Two candidates have received the national party’s seal of approval — Jill Stein of Lexington and William Kreml, professor emeritus of political science at the University of South Carolina.

The goal is to raise $2,500 to send five Massachusetts delegates to Houston, and so far the state party has raised about $400.

The theme of this year’s state convention, which will be held in Worcester, is Green Rainbow Party Rising — Go Green in 2016, which according to the party’s website, “accentuates the need for us to continue rebuilding our party in the face of today’s reality of a broken political system in America.’’

There are a slew of workshops and speakers slotted for the May 21 event that will address everything from climate change to criminal justice.

Akilah Johnson

Capuano’s phone ‘spoofed’

WASHINGTON — Representative Michael Capuano’s office phone number has been co-opted by an unknown fraudulent source, resulting in what his office described as many lewd calls to people around the country.
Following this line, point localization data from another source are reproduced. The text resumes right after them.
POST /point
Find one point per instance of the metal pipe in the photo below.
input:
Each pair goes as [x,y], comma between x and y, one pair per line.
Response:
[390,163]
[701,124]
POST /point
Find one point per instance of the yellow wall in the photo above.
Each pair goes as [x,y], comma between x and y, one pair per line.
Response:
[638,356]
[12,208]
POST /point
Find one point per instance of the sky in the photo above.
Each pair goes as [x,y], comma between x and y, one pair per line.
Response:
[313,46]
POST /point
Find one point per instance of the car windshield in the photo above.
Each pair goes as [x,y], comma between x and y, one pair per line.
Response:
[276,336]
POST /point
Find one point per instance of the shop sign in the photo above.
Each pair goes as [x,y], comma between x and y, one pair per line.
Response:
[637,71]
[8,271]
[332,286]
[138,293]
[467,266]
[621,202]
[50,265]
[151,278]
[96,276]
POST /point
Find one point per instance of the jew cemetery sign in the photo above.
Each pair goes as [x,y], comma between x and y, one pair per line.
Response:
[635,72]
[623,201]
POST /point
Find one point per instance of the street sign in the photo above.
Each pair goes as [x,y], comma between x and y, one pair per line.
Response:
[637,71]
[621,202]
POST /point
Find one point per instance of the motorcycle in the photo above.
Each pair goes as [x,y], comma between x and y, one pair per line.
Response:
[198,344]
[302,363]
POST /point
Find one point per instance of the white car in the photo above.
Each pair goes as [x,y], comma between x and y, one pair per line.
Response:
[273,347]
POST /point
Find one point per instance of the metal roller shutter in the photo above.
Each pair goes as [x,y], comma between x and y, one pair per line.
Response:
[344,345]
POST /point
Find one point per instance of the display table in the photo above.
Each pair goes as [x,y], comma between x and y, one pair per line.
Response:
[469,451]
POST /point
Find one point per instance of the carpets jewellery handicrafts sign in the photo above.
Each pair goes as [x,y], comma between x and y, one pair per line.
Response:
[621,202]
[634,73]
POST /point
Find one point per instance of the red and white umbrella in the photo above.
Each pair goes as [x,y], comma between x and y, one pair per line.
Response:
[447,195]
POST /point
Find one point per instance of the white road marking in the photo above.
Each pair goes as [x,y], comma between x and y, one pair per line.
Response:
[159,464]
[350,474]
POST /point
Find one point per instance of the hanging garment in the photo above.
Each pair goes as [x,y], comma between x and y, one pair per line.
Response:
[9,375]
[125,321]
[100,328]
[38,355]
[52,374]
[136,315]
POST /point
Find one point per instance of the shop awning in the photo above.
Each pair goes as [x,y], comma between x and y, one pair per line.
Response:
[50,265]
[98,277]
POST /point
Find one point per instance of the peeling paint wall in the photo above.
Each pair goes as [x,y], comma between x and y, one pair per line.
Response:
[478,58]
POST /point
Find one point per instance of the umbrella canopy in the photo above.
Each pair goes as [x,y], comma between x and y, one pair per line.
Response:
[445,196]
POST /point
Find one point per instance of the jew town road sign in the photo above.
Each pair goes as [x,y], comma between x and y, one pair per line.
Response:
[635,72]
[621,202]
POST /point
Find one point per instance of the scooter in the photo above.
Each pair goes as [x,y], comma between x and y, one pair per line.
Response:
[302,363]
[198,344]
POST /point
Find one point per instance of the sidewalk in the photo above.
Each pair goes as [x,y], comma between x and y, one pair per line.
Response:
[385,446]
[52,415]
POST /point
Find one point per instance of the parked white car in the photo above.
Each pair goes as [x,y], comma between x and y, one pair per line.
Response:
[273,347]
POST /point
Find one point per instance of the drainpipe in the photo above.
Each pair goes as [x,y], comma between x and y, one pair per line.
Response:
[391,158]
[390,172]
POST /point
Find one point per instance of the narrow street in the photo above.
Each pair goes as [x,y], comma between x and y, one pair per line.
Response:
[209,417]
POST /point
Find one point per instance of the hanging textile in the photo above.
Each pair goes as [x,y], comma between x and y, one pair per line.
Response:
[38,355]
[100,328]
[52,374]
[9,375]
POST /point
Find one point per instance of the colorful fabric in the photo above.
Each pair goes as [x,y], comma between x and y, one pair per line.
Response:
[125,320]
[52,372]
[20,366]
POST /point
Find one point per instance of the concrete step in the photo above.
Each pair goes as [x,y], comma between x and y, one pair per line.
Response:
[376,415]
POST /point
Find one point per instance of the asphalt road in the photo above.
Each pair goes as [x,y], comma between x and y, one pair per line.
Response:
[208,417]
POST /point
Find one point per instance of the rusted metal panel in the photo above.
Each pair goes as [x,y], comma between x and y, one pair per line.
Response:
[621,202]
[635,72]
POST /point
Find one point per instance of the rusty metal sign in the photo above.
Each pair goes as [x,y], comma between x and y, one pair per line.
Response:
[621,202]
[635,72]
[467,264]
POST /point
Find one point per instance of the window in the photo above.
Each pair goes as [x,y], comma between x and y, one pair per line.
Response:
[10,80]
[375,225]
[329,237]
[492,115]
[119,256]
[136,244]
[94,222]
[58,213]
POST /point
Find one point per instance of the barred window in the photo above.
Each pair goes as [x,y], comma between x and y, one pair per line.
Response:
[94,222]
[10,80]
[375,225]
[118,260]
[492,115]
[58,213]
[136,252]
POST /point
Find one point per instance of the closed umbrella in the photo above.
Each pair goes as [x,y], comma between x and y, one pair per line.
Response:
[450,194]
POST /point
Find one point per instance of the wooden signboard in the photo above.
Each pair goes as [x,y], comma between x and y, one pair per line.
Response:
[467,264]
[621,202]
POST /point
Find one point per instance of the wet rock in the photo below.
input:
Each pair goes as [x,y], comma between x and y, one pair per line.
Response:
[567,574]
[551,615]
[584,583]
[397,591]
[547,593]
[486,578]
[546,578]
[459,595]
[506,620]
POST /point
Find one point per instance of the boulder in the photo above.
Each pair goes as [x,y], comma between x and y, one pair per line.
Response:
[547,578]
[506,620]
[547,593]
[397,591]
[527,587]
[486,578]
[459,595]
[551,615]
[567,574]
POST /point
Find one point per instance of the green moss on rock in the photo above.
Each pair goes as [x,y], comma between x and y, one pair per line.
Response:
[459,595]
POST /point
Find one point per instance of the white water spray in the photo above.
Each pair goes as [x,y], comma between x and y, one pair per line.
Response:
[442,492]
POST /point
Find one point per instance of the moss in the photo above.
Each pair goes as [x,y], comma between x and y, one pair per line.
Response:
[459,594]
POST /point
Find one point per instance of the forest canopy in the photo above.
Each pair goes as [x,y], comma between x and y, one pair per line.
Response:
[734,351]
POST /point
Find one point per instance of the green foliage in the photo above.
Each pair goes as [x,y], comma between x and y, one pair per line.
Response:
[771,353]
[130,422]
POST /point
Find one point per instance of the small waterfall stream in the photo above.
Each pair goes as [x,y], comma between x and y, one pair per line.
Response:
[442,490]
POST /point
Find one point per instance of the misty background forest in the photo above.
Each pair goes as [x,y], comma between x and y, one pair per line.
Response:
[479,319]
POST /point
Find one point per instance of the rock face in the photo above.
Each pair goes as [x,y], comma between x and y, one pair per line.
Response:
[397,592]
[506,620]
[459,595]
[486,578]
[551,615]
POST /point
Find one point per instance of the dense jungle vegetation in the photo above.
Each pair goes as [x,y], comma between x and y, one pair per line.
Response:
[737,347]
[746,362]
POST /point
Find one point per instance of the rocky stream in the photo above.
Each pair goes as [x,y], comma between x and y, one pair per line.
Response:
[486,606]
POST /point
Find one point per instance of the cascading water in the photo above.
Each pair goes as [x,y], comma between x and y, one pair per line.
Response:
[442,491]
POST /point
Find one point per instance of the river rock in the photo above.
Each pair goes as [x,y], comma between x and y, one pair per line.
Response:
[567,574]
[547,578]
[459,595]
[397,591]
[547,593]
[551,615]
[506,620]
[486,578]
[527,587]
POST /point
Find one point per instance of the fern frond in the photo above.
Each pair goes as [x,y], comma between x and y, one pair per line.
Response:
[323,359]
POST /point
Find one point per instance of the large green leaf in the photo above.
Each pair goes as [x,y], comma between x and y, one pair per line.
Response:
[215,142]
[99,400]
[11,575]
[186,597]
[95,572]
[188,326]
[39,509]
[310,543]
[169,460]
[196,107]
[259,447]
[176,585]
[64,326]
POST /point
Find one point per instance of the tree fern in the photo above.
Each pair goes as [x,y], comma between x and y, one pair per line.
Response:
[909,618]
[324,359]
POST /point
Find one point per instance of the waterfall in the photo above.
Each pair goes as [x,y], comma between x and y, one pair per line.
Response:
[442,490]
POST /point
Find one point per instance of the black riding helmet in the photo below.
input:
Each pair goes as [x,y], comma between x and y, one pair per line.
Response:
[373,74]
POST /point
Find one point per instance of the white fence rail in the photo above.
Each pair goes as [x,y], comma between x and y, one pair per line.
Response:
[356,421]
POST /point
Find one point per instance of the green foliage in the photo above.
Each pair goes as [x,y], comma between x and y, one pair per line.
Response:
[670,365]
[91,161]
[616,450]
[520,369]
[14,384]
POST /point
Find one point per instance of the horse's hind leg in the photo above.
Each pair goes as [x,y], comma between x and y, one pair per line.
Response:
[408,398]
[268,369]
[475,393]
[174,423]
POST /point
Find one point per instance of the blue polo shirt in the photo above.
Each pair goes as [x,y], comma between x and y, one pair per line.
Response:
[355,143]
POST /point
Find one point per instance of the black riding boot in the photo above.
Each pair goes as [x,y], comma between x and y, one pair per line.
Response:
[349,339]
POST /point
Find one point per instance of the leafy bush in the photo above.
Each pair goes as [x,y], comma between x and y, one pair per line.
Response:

Known as “spoofing,’’ the information transmitted to the call’s recipient can be changed to show a different number as the source — in this case, Capuano’s office line on Capitol Hill. Although the exact number of forged calls is unknown, one telecommunications carrier told Capuano’s office it had handled more than 20,000 spoofed calls from the number.

One individual reported receiving a call from a man who “tried to sell her drugs and made graphic sexual comments,’’ Capuano wrote in a letter to the Federal Communications Commission. “This is deeply disturbing.’’

Capuano’s spokeswoman, Alison Mills, said their office has heard numerous accounts of inappropriate phone calls from the office’s Washington, D.C., number.

“Many of the folks who received these calls are then contacting the D.C. office to report the matter to us,’’ Mills said. “Some people report speaking to a male caller; others simply saw the number on caller ID and thought someone was trying to reach them.’’

Mills said the office does not know the reason for the spoofing attack, which she said appears to be random. The incidents started in late April.

But the high volume of phone calls to the office has impeded communications, causing a busy signal or full voice mail, Capuano wrote in his FCC letter. As a result, the Massachusetts Democrat announced the incident in a Facebook post and e-mail message on Monday.

“We apologize to anyone who has had difficulty reaching our office,’’ he wrote. “We hoped that the calls would subside but since they have continued at a high volume, we wanted to let you know.’’

Capuano also said that he has reported the incident to the US Capitol Police because spoofing is classified as a federal crime under the Truth in Caller ID Act.